There are stories that appear to grasp all of my thoughts and loves and ideas right out of thin air and hurl them onto the pages of a book. These moments are few and far between but lately I had that very experience with You, a novel about video game design written by Austin Grossman.

It’s a book that appeared to jump into my bag unexpectedly as soon as I recognised the art style in the bookshop as the front cover was clearly adorned with an illustration from Superbrothers and of course I knew that a special something must lie inside.

You is the story of a games designer and the novel follows this character’s experience of working on a fictitious, open-world RPG for the Realms franchise. This is a series of games about hit points and Dark Elves, ancient mines filled to the rafters with orcs and endless fields sprinkled with wolves, thieves and the occasional ice giant. Yet besides these mysteries, within the code of the game itself lies a world-ending glitch that drives the design team to the brink of insanity; our protagonist must find the glitch before the game ships and save their creation from the quirks and eccentricities of the designer that came before them. It’s a video game murder mystery!
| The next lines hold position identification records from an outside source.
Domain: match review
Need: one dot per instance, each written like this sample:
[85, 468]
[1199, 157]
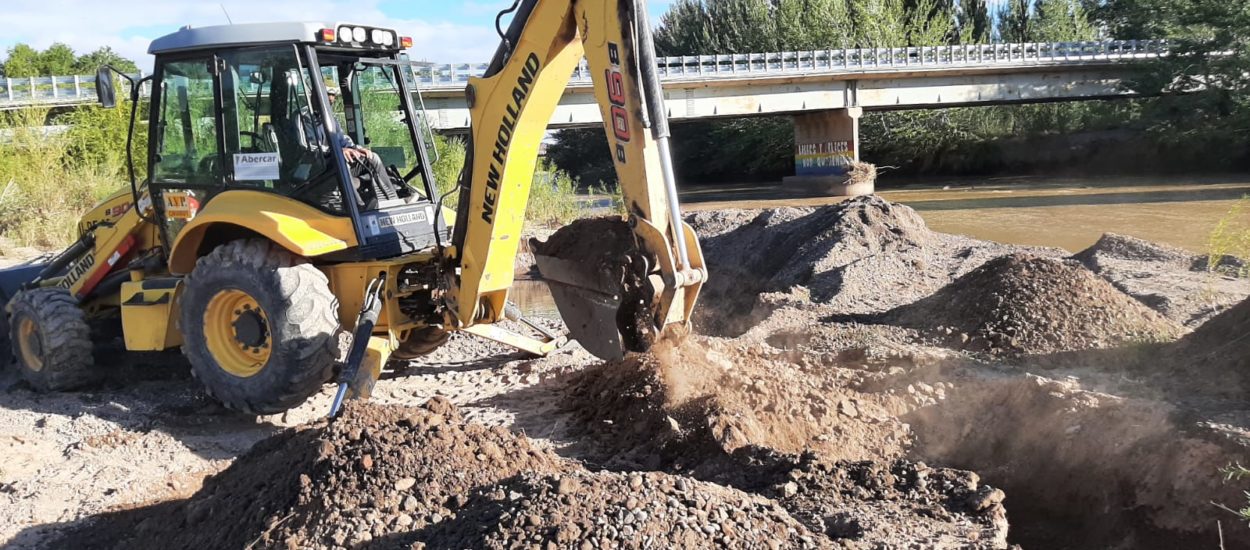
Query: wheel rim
[30, 344]
[236, 333]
Although reading a book that finally gets what games are all about was terribly exciting, it was Grossman’s curiosity that’s bound up in You that had me on the edge of my seat:

Realms 1.0 was just the beginning: they would build and build into 2.0 and 20.0, into cities and kingdoms and systems within systems and interfaces within interfaces and princesses and starships and submarines and grassy fields and volcanoes and floating cities and laughing gods and blackest hells and on and on, because there would always be something else there over the next hill, beyond the turning in the road, down the dark hallway and into the next room, and somewhere in there you’ll escape at last, escape yourself and forget and forget and forget and live in a story forever.

The first time I played Oblivion, which is a very similar franchise to the fictitious world that Grossman describes, I wondered at the game’s potential, its infinite stories, its open, unbound freedom. For months the shared experiences of this game were cross-examined in friendly arguments and forums online; Oblivion could blossom with so many choices that we all questioned whether or not we had played some part in its design: would we steal that loaf of bread today or would we sneak out underneath the stars? Would we spend our mornings being chased by wooly mammoths and their giant companions, or would we instead choose to explore the sewers in the hope that we might stumble upon the contaminated lair of the Brotherhood?

As far as I can remember though, Oblivion was never a game which took itself very seriously: the designers were well-aware that the game was about orcs and demons and portals to hellish dimensions, and I’m reminded of it because Grossman captures this feeling precisely with his Realms series, too:

History progressed, blissfully free of historical or political or technological progress. Kingdoms rose and fell over the millennia, but there was no trend toward democracy, no Enlightenment, no industrial modernity, no Luther, no Hume, and absolutely, definitely no gunpowder. No Principia Mathemetica or Declaration of Independence. We held certain truths to be self-evident, but those truths were that elves hate orcs and wizards can’t wear metal armour.

The book also discusses the role of stories in video games, namely, how do you tell a great story without taking away the control of the player? Cutscenes! Level design! The benefits of using fire arrows over magic spells! It’s these sorts of ideas that are discussed in the book and we see the protagonist strip a video game to its most basic components in order to find out how he can put them back together in ways we’ve never seen.